SVMKit
SVMKit is a machine learninig library in Ruby. SVMKit provides machine learning algorithms with interfaces similar to Scikit-Learn in Python. SVMKit currently supports Linear / Kernel Support Vector Machine, Logistic Regression, Factorization Machine, Naive Bayes, Decision Tree, Random Forest, K-nearest neighbor classifier, and cross-validation.
Installation
Add this line to your application's Gemfile:
gem 'svmkit'
And then execute:
$ bundle
Or install it yourself as:
$ gem install svmkit
Usage
Training phase:
require 'svmkit'
samples, labels = SVMKit::Dataset.load_libsvm_file('pendigits')

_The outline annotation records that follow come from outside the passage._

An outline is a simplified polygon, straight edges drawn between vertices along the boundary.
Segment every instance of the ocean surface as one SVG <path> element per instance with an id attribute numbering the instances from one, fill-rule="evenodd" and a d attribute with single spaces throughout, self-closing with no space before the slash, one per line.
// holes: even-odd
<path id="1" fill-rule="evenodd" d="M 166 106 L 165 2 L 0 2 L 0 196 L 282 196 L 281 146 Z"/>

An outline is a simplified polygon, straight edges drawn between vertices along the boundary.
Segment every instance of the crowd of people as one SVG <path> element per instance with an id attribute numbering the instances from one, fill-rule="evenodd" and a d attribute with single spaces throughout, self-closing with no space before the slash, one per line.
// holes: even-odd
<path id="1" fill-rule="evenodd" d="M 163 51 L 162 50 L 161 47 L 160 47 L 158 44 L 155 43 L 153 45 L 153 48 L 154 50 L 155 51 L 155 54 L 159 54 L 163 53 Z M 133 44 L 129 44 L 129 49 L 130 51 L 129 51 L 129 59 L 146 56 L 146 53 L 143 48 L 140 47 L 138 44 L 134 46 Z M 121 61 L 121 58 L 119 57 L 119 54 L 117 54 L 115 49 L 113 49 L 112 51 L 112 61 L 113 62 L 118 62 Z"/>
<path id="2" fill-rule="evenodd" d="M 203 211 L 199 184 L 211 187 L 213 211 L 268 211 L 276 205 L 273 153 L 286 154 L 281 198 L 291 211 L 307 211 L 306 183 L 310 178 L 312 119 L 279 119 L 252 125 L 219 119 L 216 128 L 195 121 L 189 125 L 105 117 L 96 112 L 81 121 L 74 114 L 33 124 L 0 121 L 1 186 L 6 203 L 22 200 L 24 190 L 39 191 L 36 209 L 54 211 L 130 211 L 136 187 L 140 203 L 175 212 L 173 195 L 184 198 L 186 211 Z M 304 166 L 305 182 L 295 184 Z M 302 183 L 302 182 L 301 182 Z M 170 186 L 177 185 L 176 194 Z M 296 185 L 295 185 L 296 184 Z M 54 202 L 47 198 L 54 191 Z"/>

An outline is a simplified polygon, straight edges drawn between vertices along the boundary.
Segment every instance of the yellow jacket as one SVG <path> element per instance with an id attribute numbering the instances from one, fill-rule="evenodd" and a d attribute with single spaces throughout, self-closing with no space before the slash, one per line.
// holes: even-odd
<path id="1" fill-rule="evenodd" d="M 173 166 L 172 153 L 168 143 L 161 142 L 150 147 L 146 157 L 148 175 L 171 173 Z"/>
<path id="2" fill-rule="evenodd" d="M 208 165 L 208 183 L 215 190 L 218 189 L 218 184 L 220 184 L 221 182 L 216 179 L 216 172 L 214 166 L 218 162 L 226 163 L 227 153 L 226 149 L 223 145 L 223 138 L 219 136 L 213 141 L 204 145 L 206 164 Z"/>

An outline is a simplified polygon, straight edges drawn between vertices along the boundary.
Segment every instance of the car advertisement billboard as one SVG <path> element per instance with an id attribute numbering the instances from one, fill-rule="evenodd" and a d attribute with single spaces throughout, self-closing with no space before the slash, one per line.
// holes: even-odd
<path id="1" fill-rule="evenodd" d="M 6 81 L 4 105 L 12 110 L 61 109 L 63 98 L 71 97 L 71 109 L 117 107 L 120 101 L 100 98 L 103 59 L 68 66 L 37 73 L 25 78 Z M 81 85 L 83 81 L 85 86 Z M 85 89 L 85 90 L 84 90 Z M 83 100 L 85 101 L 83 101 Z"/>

normalizer = SVMKit::Preprocessing::MinMaxScaler.new
normalized = normalizer.fit_transform(samples)
transformer = SVMKit::KernelApproximation::RBF.new(gamma: 2.0, n_components: 1024, random_seed: 1)
transformed = transformer.fit_transform(normalized)
classifier = SVMKit::LinearModel::SVC.new(reg_param: 1.0, max_iter: 1000, batch_size: 20, random_seed: 1)
classifier.fit(transformed, labels)
File.open('trained_normalizer.dat', 'wb') { |f| f.write(Marshal.dump(normalizer)) }
File.open('trained_transformer.dat', 'wb') { |f| f.write(Marshal.dump(transformer)) }
File.open('trained_classifier.dat', 'wb') { |f| f.write(Marshal.dump(classifier)) }
Testing phase:
require 'svmkit'
samples, labels = SVMKit::Dataset.load_libsvm_file('pendigits.t')
normalizer = Marshal.load(File.binread('trained_normalizer.dat'))
transformer = Marshal.load(File.binread('trained_transformer.dat'))
classifier = Marshal.load(File.binread('trained_classifier.dat'))
normalized = normalizer.transform(samples)
transformed = transformer.transform(normalized)
puts(sprintf("Accuracy: %.1f%%", 100.0 * classifier.score(transformed, labels)))
5-fold cross-validation:
require 'svmkit'
samples, labels = SVMKit::Dataset.load_libsvm_file('pendigits')
kernel_svc = SVMKit::KernelMachine::KernelSVC.new(reg_param: 1.0, max_iter: 1000, random_seed: 1)
kf = SVMKit::ModelSelection::StratifiedKFold.new(n_splits: 5, shuffle: true, random_seed: 1)
cv = SVMKit::ModelSelection::CrossValidation.new(estimator: kernel_svc, splitter: kf)
kernel_mat = SVMKit::PairwiseMetric::rbf_kernel(samples, nil, 0.005)
report = cv.perform(kernel_mat, labels)
mean_accuracy = report[:test_score].inject(:+) / kf.n_splits
puts(sprintf("Mean Accuracy: %.1f%%", 100.0 * mean_accuracy))
Development
After checking out the repo, run bin/setup
to install dependencies. Then, run rake spec
to run the tests. You can also run bin/console
for an interactive prompt that will allow you to experiment.
To install this gem onto your local machine, run bundle exec rake install
. To release a new version, update the version number in version.rb
, and then run bundle exec rake release
, which will create a git tag for the version, push git commits and tags, and push the .gem
file to rubygems.org.
Contributing
Bug reports and pull requests are welcome on GitHub at https://github.com/yoshoku/svmkit. This project is intended to be a safe, welcoming space for collaboration, and contributors are expected to adhere to the Contributor Covenant code of conduct.
License
The gem is available as open source under the terms of the BSD 2-clause License.
Code of Conduct
Everyone interacting in the SVMKit project’s codebases, issue trackers, chat rooms and mailing lists is expected to follow the code of conduct.